これらの結果、不動産事業部におきましては、売上高1億20百万円(前年同四半期比 0.4%増)、営業利益65百万円(前年同四半期比5.7%増)となりました。
当第3四半期会計期間末における総資産は、19億79百万円(前事業年度末比 31百万円増)、純資産は13億93百万円(前事業年度末比 18百万円増)となりました。
資産のうち流動資産は7億19百万円(前事業年度末比4百万円増)、固定資産は12億60百万円(前事業年度末比27百万円増)となりました。これらの増減の主なものは、現金及び預金の97百万円減少、受取手形及び売掛金の38百万円の増加、商品34百万円の増加、前渡金30百万円の増加、建物の21百万円の増加によるものであります。

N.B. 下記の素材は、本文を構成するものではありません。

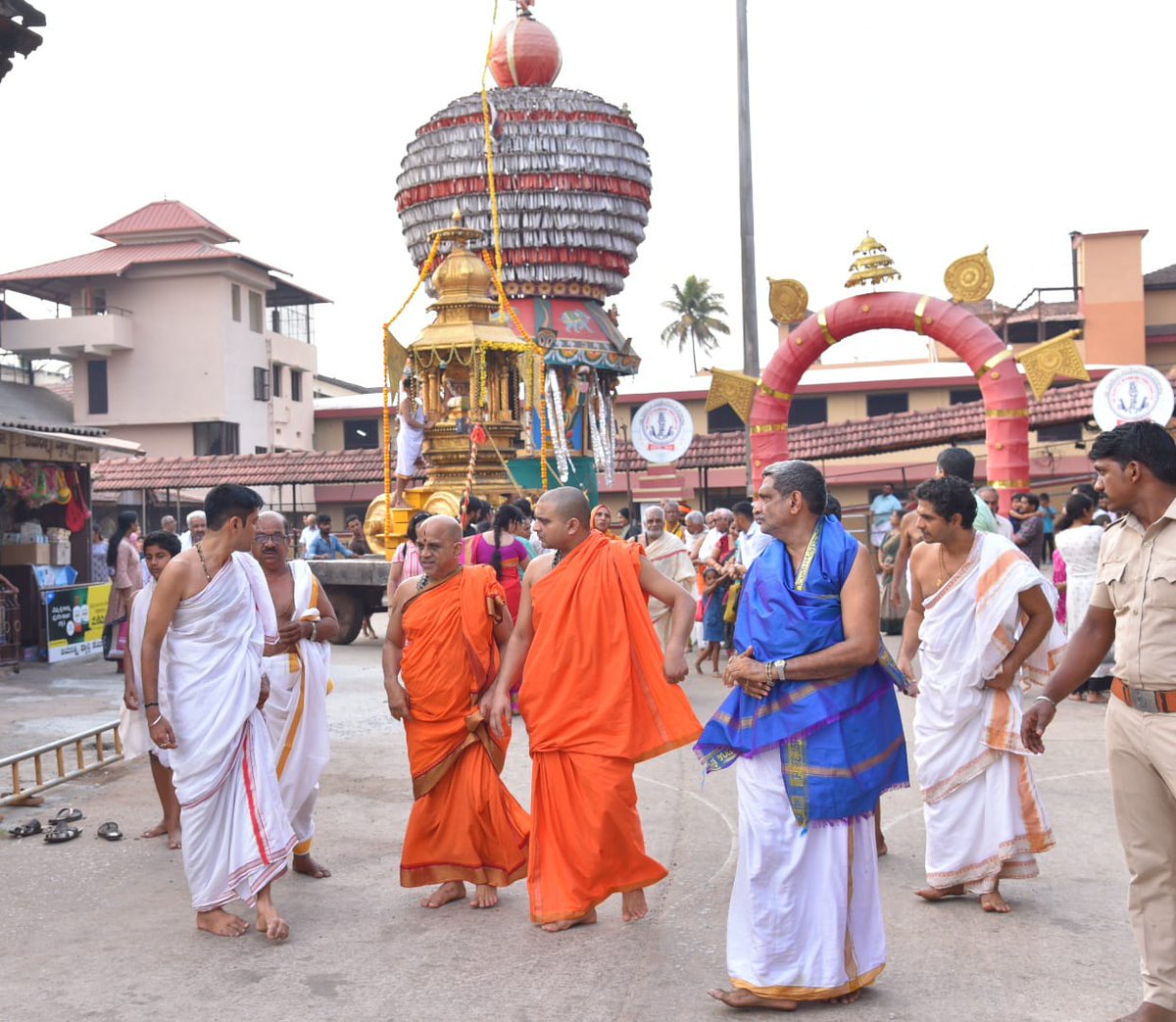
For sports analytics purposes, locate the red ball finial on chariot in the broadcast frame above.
[490,0,564,88]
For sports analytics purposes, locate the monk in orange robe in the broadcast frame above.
[383,515,530,908]
[482,487,701,932]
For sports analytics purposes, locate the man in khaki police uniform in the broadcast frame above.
[1022,422,1176,1022]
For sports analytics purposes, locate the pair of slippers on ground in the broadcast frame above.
[8,805,122,845]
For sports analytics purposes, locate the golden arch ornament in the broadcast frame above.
[752,292,1029,512]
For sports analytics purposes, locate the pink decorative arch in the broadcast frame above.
[752,292,1029,512]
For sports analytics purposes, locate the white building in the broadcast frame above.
[0,200,327,458]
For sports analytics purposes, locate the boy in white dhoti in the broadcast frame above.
[119,529,180,850]
[637,505,696,650]
[253,511,339,879]
[899,477,1065,912]
[392,376,429,507]
[142,484,295,940]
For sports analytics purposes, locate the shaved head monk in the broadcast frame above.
[482,487,701,933]
[142,483,298,941]
[383,515,530,908]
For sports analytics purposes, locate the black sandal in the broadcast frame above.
[98,820,122,841]
[45,823,81,845]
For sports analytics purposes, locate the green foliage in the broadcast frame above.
[661,274,730,372]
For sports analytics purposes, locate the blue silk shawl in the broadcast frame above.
[694,517,910,827]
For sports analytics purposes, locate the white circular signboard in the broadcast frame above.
[633,398,694,464]
[1094,365,1176,429]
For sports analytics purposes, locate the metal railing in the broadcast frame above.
[0,720,122,805]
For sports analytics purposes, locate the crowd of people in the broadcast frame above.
[91,423,1176,1022]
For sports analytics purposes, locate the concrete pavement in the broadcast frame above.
[0,640,1140,1022]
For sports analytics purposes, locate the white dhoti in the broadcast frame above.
[641,532,696,651]
[160,553,295,911]
[915,533,1065,894]
[263,561,330,855]
[119,579,171,767]
[727,750,886,1000]
[396,401,425,478]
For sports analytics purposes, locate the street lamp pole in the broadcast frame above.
[735,0,760,493]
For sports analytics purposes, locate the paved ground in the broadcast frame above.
[0,641,1140,1022]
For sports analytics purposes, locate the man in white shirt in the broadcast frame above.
[976,486,1012,542]
[180,511,208,553]
[298,514,318,558]
[731,500,771,575]
[699,507,734,564]
[870,482,902,547]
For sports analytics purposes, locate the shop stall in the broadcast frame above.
[0,423,139,662]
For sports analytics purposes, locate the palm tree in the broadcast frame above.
[662,274,730,374]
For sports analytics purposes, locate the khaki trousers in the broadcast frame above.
[1106,697,1176,1011]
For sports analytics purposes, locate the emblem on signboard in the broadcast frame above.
[633,398,694,464]
[1094,365,1176,429]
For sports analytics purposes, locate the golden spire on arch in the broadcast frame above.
[846,231,902,287]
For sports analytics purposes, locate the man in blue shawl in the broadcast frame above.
[695,461,909,1010]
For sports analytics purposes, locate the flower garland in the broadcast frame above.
[383,235,441,561]
[543,368,571,479]
[482,0,548,490]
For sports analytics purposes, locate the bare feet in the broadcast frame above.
[980,891,1012,915]
[463,883,499,908]
[621,891,649,923]
[915,883,968,900]
[708,991,798,1011]
[1115,1000,1176,1022]
[543,908,596,934]
[196,908,249,938]
[825,991,862,1004]
[421,880,466,908]
[294,852,330,880]
[258,885,290,941]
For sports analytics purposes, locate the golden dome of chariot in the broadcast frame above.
[429,210,498,307]
[846,233,902,287]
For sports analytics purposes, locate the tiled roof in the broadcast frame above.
[0,241,254,283]
[94,383,1096,492]
[94,199,239,241]
[1143,264,1176,289]
[616,383,1098,471]
[94,451,414,492]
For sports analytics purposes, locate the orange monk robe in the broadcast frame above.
[400,564,530,887]
[518,533,702,923]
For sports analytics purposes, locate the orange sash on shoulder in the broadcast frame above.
[400,564,511,799]
[518,532,702,763]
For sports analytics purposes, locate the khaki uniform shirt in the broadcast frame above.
[1090,491,1176,689]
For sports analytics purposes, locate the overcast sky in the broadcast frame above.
[0,0,1176,389]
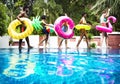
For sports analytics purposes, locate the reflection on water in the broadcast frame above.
[0,48,120,84]
[3,50,35,79]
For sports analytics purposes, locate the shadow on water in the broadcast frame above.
[0,48,120,84]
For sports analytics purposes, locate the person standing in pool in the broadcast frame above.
[76,13,90,48]
[100,9,110,46]
[17,6,33,49]
[58,13,68,48]
[38,15,50,48]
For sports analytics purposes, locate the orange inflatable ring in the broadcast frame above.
[8,18,33,39]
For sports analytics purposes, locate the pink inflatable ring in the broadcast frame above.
[54,16,74,39]
[96,16,116,33]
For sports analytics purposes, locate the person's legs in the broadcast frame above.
[19,39,22,48]
[65,39,68,48]
[58,38,63,48]
[45,34,49,48]
[25,37,33,48]
[76,30,84,48]
[101,32,104,47]
[105,32,109,47]
[84,31,90,48]
[38,36,46,46]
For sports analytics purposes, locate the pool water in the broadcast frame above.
[0,48,120,84]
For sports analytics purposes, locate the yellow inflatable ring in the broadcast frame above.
[75,24,91,30]
[8,18,33,39]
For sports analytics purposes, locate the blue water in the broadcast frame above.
[0,48,120,84]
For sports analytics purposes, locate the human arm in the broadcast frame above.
[105,8,110,17]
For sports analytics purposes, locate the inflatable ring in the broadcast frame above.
[75,24,91,30]
[96,16,116,33]
[8,18,33,39]
[54,16,74,39]
[46,24,54,33]
[32,17,43,31]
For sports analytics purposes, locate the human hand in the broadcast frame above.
[108,8,110,11]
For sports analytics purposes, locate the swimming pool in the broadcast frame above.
[0,48,120,84]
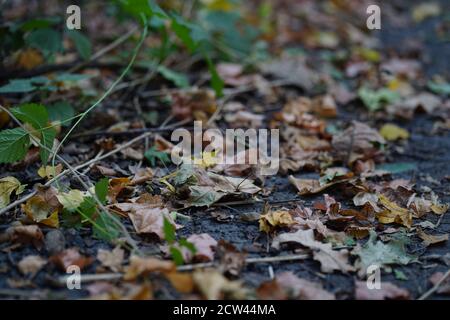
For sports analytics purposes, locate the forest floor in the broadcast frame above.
[0,1,450,299]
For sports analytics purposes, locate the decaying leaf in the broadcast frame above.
[110,194,178,239]
[289,176,348,195]
[183,233,217,261]
[272,229,354,273]
[49,248,94,272]
[0,177,25,209]
[259,210,295,233]
[377,195,412,228]
[355,281,410,300]
[352,231,417,277]
[193,270,248,300]
[380,123,409,141]
[97,246,125,272]
[417,228,448,246]
[17,255,47,277]
[257,271,336,300]
[124,255,175,280]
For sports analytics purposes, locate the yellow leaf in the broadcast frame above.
[380,123,409,141]
[22,196,59,228]
[0,177,25,209]
[259,210,295,233]
[56,189,84,211]
[377,195,412,228]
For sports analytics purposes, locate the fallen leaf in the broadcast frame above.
[380,123,409,141]
[38,163,62,179]
[355,281,410,300]
[272,229,354,273]
[289,176,348,195]
[124,255,175,280]
[257,271,336,300]
[259,210,295,233]
[97,246,125,272]
[49,248,94,272]
[352,231,417,277]
[376,195,412,228]
[0,177,25,209]
[417,228,448,247]
[183,233,217,262]
[193,270,248,300]
[56,189,85,211]
[430,272,450,294]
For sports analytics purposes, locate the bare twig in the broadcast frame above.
[0,120,187,216]
[57,254,309,285]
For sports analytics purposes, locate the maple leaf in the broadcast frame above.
[352,230,417,277]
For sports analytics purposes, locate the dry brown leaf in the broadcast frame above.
[417,228,448,247]
[272,229,355,273]
[49,248,94,272]
[430,272,450,294]
[193,270,248,300]
[259,271,335,300]
[259,210,295,233]
[97,246,125,272]
[355,281,410,300]
[377,195,412,228]
[124,255,175,280]
[17,255,47,277]
[183,233,217,262]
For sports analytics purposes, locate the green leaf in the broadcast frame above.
[11,103,56,164]
[377,162,417,174]
[0,128,30,163]
[67,30,92,60]
[0,79,36,93]
[78,197,120,241]
[163,217,176,244]
[95,178,108,204]
[11,103,48,130]
[39,128,56,165]
[427,81,450,96]
[170,246,184,266]
[158,65,189,88]
[206,57,224,98]
[47,101,75,127]
[358,87,400,111]
[25,28,62,54]
[144,146,170,167]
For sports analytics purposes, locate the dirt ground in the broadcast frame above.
[0,1,450,299]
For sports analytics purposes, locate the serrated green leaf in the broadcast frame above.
[0,128,30,163]
[25,28,62,54]
[11,103,48,130]
[67,30,92,60]
[206,57,224,98]
[47,101,75,127]
[11,103,56,164]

負債につきましては5億85百万円(前事業年度末比13百万円増)となりました。負債のうち流動負債は2億57百万円(前事業年度末比2百万円増)、固定負債は3億28百万円(前事業年度末比10百万円増)となりました。これらの増減の主なものは、買掛金の43百万円の増加、未払金の17百万円の減少、前受金9百万円の減少、預り金9百万円の減少、長期繰延税金負債8百万円の増加、長期預り保証金6百万円の増加、長期未払金3百万円の減少によるものであります。
純資産につきましては、配当金の支払10百万円および四半期純利益28百万円の計上により、13億93百万円(前事業年度末比 18百万円増)となりました。
当第3四半期累計期間において、当社が対応すべき課題について重要な変更及び新たに生じた課題はありません。
該当事項はありません。
当第3四半期会計期間において、経営上の重要な契約等の決定又は締結等はありません。